Bejaarden en gehandicapten profiteren het meest
Aanval geopend op lange wachtlijsten
Het kabinet wil in 1998 ouderen en gehandicapten het meest laten profiteren
van het extra geld, ruwweg 893 miljoen, dat beschikbaar is voor de volksgezondheid.
De verbetering van de langdurige zorg voor zieke en hulpbehoevende Nederlanders
is in 1998 het belangrijkste doel van minister Borst (Volksgezondheid) en
haar staatssecretaris Terpstra. Een groot deel van het extra geld wordt
besteed aan het terugdringen van de ellenlange wachtlijsten in de thuiszorg,
de gehandicaptenzorg en de ouderenzorg.
"Niemand moet de illusie hebben dat we volgend jaar van de wachtlijsten
afkomen, maar we doen er wel een forse aanval op", aldus Terpstra (Welzijn),
die spreekt van een "droombegroting". De bijzondere aandacht voor de langdurige
verzorging en verpleging is het directe gevolg van de vergrijzing. Het aantal
ouderen neemt toe en bovendien leven de Nederlanders steeds langer.
De groeiende werkdruk in de ouderenzorg wil het kabinet aanpakken door 145
miljoen te investeren in meer personeel in de verpleeg- en verzorgingshuizen.
Ook de gehandicaptenzorg krijgt meer mankracht, vooral om meer kleur te
geven aan de dagbesteding van ernstig verstandelijk gehandicapten.

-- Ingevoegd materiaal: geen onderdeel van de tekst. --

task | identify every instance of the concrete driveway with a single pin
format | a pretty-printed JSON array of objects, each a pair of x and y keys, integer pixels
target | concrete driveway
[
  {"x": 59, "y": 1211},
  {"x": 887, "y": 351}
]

Verder wordt de privacy van patienten in verpleeghuizen verbeterd door alle
kamers met 5 en 6 bedden om te bouwen tot 1- of 2-persoonskamers. Ook krijgen
patiënten een grotere keuzevrijheid in de zorg die zij nodig hebben. Het
speciale geldbedrag waarmee patienten zelf hun zorg mogen inkopen, het persoonsgebonden
budget, wordt volgend jaar uitgebreid met 30 miljoen. De positie van de
patiënt wordt verder versterkt door een extra storting van 10 miljoen in
het Patiëntenfonds.
In de hele zorgsector gaat in 1998 een bedrag om van in totaal 66,4 miljard.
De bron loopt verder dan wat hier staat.